Our officers would cheer us to come. We would catch them soon. We overtook the last of Seamore's fleeing Army at the Hart place, seven miles from Jacksonville. They stopped and surrendered without any trouble. There we captured a very large number of the finest teams of mules and horses that I ever saw, and the wagons were all loaded with all kinds of Army supplies, provisions of every kind, also shoes, clothing and everything that an Army could use.

Then and there we had breakfast on February 21st, 1863.

Thus ended the Fight at Olustee. Seamore's Army had been destroyed all killed or captured.
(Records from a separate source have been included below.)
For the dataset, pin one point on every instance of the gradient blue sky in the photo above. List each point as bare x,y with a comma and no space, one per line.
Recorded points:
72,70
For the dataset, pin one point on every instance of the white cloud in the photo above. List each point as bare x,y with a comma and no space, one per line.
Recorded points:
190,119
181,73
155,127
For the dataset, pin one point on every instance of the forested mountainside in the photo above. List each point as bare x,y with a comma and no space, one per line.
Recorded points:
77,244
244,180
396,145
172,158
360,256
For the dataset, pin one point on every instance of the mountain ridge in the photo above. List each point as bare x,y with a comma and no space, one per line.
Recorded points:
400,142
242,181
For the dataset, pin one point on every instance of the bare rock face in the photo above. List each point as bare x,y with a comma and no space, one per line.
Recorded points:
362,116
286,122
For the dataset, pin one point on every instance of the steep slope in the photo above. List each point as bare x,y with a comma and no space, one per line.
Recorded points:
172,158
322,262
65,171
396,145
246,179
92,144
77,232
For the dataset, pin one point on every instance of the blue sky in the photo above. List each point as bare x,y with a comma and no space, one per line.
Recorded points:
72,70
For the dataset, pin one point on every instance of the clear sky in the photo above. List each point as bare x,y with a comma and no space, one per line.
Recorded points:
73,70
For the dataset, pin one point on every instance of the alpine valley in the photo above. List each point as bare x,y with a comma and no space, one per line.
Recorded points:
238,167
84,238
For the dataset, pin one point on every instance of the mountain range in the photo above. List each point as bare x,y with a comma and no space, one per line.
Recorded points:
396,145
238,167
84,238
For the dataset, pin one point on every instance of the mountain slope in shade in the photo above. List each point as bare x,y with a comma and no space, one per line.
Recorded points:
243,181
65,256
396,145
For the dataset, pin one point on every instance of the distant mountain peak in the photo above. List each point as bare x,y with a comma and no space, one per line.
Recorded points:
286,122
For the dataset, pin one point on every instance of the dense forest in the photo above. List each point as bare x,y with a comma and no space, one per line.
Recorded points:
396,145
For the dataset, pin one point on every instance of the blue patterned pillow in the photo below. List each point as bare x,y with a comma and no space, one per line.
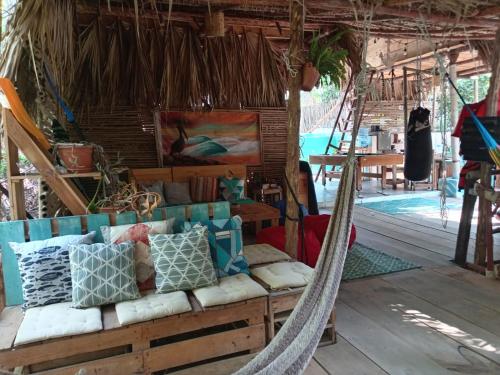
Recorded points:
45,269
226,248
232,189
226,245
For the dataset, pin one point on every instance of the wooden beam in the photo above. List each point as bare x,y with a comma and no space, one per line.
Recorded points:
292,162
485,208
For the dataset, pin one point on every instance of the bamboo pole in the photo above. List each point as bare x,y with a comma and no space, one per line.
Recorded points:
292,162
455,142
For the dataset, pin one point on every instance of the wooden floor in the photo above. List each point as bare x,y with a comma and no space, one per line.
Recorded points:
439,319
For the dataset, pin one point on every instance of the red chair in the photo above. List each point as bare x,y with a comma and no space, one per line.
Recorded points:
315,227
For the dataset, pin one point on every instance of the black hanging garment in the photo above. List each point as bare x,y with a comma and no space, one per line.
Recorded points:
418,152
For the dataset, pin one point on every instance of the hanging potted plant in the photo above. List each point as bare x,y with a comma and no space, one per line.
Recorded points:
75,157
325,62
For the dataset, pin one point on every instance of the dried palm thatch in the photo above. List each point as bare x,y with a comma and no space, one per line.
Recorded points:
485,49
111,62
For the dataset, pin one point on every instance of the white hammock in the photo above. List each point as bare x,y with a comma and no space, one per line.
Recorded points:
292,348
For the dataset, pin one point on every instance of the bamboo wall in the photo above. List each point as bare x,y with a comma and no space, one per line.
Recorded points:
130,133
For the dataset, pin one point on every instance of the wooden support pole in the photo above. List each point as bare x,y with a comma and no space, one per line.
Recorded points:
292,162
484,246
455,142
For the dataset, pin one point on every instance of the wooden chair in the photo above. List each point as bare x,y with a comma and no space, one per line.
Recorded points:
141,348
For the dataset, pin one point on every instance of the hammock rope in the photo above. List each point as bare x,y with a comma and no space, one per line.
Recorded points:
293,347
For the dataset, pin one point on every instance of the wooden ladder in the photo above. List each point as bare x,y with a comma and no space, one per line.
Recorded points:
18,139
344,124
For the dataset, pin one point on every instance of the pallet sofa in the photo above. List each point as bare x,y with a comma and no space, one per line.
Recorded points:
285,280
139,348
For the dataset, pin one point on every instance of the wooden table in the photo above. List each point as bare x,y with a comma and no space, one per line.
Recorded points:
363,160
256,212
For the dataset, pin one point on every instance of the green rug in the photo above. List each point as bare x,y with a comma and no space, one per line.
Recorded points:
363,261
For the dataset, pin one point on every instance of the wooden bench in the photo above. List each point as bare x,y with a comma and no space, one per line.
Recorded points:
280,305
140,348
255,212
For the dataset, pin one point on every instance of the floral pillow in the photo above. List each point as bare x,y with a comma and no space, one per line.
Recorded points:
144,268
182,261
102,274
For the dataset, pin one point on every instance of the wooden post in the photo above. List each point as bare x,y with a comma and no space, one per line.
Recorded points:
294,84
405,113
484,238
This is as I remember the Fight or Battle of Olustee.

Lawrence Jackson
Past Honorary Commander for Life
Florida Division, U.C.V.
Gainesville, Fla.

[Editor's Note: Obviously, Mr. Jackson's "remembering" was clouded by 65 years of telling tales around the "cracker barrel." But who can blame him? Those few days were probably the most exciting and proudest of his life. For what is probably the fairest and most honest account of the Battle of Olustee, I suggest Col. Harrison's official report to his superiors. - Thomas R. Fasulo]

Bob McLendon (, of Gainesville, FL, is a captain in a 2nd Florida Cavalry reenacting unit. He has provided the following additional information on Lawrence Jackson:

"Lawrence Jackson was the last in 2nd Florida Cavalry to be paroled, as he at first refused to be paroled. He was an interesting person, and there are a lot of colorful stories about him. He always carried a pistol on him. He was Commander of the Stonewall Jackson Camp of the UCV in Gainesville, and was Honorary General for Life of the Florida Division of the UCV. His participation in the fight in Gainesville in February 1864, just before Olustee, is quite exciting. His lieutenant, and his horse, had gone down as they approached the Federals behind cotton bales at present-day University Avenue and Main Street. Jackson dismounted, sword in hand, and charged the Federals before hoisting his wounded lieutenant onto his horse and carrying him off. Jackson is buried in Evergreen Cemetery in Gainesville, dying a couple of weeks after he wrote his account of Olustee."

In addition, a search of the roster of Company C, 2nd Florida Cavalry, lists Lawrence Jackson as being wounded while pursuing deserters on January 5, 1865.